Quizá se deba a que aún en ciudad es común que en una casa con fondo se crien gallinas, o al menos, eso era hace un tiempo. Esa familiaridad con el lenguaje aviar permite que todo el mundo entienda el significado de "pisar" aún en los dialectos en que no es habitual. La observación de la conducta sexual de los gallos llevó a otra expresión de cortejamiento que es "arrastrar el ala", o sea, cortejar, querer conquistar a alguien.

Salu2 desde Montevideo


----------



## k-in-sc

Good point about "arrastrar el ala." But remember, the U.S. and the U.K. were pretty much agrarian too until World War II -- not so long ago -- and lots of expressions relating to livestock persist in the language. My dad especially liked to describe heavy rain as "like a cow pissing on a flat rock." ...


----------



## Mate

k-in-sc said:


> Good point about "arrastrar el ala." But remember, the U.S. and the U.K. were pretty much agrarian too until World War II -- not so long ago -- and lots of expressions relating to livestock persist in the language. My dad especially liked to describe heavy rain as *"like a cow pissing on a flat rock."* ...


 That's something very hard to find in my region (2 hours south from BA). No rocks around, not even one. All cows urinate on the earth, on the soil of the pampas. In some places the first layer is deep and fertile, in other places it's thin and poor, but no rocks.  

Back to topic, _pisar_ is still widely used all around rural Argentina. 

Welcome to the forum, Bustamante!


----------



## k-in-sc

Gotta use your imagination then! 
My experience with horses is that they prefer to pee on soft surfaces so it doesn't splatter them. Cows don't seem to care as much, or maybe they just can't hold it as well ...
And I think English speakers in general, whether urban or rural, know perfectly well that roosters chase hens, they know what chickens get up to, they just don't know the technical term like you guys do ...


----------



## Bustamante

k-in-sc said:


> Good point about "arrastrar el ala." But remember, the U.S. and the U.K. were pretty much agrarian too until World War II -- not so long ago -- and lots of expressions relating to livestock persist in the language.
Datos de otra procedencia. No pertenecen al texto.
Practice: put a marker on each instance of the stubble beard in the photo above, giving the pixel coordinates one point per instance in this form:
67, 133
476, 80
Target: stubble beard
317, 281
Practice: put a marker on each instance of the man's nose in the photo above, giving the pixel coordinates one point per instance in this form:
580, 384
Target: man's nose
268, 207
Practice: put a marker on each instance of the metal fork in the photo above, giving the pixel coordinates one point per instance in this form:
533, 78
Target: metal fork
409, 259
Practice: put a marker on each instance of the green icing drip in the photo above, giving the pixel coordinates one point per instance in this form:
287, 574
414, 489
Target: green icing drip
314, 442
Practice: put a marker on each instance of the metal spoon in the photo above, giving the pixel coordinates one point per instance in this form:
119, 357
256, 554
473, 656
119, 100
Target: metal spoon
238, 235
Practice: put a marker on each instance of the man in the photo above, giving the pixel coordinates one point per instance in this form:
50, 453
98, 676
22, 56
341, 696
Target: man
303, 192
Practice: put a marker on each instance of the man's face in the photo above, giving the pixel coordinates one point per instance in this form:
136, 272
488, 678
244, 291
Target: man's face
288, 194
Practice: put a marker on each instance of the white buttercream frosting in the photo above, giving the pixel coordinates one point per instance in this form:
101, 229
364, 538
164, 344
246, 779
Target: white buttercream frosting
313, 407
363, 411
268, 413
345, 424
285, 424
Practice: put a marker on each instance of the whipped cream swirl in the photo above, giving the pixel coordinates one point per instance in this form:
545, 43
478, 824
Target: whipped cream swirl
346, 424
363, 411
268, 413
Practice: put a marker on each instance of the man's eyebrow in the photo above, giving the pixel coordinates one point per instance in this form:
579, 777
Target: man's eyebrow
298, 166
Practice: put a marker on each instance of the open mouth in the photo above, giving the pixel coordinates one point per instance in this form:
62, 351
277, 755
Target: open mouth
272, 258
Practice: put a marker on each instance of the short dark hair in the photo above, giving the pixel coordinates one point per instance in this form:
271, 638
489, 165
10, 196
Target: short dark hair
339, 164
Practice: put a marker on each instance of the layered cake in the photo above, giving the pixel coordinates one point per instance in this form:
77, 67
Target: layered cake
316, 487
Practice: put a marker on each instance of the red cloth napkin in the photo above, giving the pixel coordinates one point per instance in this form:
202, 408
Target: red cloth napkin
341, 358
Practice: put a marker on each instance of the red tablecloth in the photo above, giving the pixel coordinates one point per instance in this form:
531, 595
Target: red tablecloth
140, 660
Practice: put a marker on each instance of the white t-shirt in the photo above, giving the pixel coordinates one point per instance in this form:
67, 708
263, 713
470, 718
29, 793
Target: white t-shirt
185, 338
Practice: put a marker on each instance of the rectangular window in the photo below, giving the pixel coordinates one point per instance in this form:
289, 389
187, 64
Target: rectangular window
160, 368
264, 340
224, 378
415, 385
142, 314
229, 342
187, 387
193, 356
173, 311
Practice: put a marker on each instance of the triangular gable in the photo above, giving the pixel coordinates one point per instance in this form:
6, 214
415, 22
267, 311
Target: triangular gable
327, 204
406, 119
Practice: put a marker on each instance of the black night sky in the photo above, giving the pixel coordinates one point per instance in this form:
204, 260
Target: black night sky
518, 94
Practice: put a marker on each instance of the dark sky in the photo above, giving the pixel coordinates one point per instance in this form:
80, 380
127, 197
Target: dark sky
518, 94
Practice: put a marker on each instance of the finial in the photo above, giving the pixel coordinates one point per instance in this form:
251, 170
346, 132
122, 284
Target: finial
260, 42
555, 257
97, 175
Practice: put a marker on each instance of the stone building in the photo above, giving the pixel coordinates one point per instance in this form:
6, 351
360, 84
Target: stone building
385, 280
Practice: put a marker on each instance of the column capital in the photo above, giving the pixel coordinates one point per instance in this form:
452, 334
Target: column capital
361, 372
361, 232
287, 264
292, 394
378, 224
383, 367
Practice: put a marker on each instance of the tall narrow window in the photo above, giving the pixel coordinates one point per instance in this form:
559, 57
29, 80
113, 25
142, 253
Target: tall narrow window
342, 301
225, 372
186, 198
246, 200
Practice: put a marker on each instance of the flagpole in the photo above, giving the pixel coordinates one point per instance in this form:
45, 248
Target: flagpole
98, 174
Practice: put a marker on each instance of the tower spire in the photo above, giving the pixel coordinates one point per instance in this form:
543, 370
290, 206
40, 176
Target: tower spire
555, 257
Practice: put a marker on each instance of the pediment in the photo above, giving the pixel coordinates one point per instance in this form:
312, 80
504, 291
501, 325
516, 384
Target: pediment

My dad especially liked to describe heavy rain as "like a cow pissing on a flat rock." ...



Agradezco el saludo del modereitor y le pido disculpas si me voy de tema (y de mambo).

Regarding K-in-SC remark about heavy rain, there´s a very vulgar expression in my country (don´t know wether in Argentina is used): "caer lluvia como soretes de punta". I guess the idiom expresses the profound distress arisen by heavy rain in a person. 

Salu2,


----------



## godelcah

Gallina vieja que cuando toma agua salpica y cuando come no pisa.
Si es usado lo de fulanito se está pisando a fulanita, pero no es tan común en esta parte de México, sólo cuando se presta a albur.


----------



## AnitaBig

Vikinga-Guadalupana said:


> Lo siento, es que no recuerdo la clasificación en Español... A? AA?
> Donde el lenguaje, trama, tema y demás es apto para toda la familia.
> Saludos a la neurona!



Sería ATP (Apto/a para Todo Público). 
En cuanto a lo de "pisar" con una connotación sexual, yo soy de Argentina y nunca antes lo había escuchado. 
Ésta fue mi cara cuando leí este hilo 
Jaja! Saludos a todos!


----------



## Der Hofnarr

Actually in Costa Rica "pisar" does mean have sex, in a total vulgar way. I'd say it's "worse" than "get laid". 

Voy a pisar, quiero pisar, etc.


----------



## stagbeetle

En el Caribe pisar tiene connotación sexual pero también se refiere cuando a un hombre lo controla la mujer. Una canción Merengue popular en los 80, "Te tiene pisao". Saludos.


----------



## Teksu

En España, yo particularmente siempre que lo he oído ha sido para referirse a animales, gallinas, perros, canarios... y siempre en el mismo contexto: "cuando tu tienes una mascota o animales de granja y echas a la hembra para que el macho la pille..."
Nunca entre personas, como ya he leído por ahí antes, si que suena bastante como a ir en contra de la voluntad de la parte femenina >.<


----------



## k-in-sc

Welcome to the forum!
Yes, it sounds nasty to me too ... :S


----------



## jorgema

Pues yo siempre usé *pisar *para hablar de las aves de corral (y creo que podría haberlo extendido a otras aves tal vez), pero no para los perros o gatos. En ese caso habría usado *montar*. 
Nunca escuché _pisar _aplicada a personas, en el sentido de tener sexo.


----------



## bbilly

En Cuba se usa:

" pisabamos donde y cuando deseábamos"


----------



## blasita

Coincido con Jorgema. En España yo tampoco he oído "pisar" para todos los animales (p.ej. los perros montan o cubren a la hembra, no pisan).

Si a mí me dicen que alguien ha pisado a alguien, lo primero que pensaría sería que ha puesto su pie encima, que se le ha adelantado en algo (ej. en un negocio/en el trabajo) impidiéndole conseguirlo, o que le ha humillado de alguna manera (más como "pisoteado"). Es interesante saber que sí se usa para personas en otros lugares.

Saludos.


----------



## AlGrano

In Honduras you can't even use "pisar" with the correct meaning (step on s/thg) for fear of being misunderstood.  That's why "se paró sobre algo" is so frequently used ... it's not because they don't know the meaning of "pisar", you just cannot/should not use it.


----------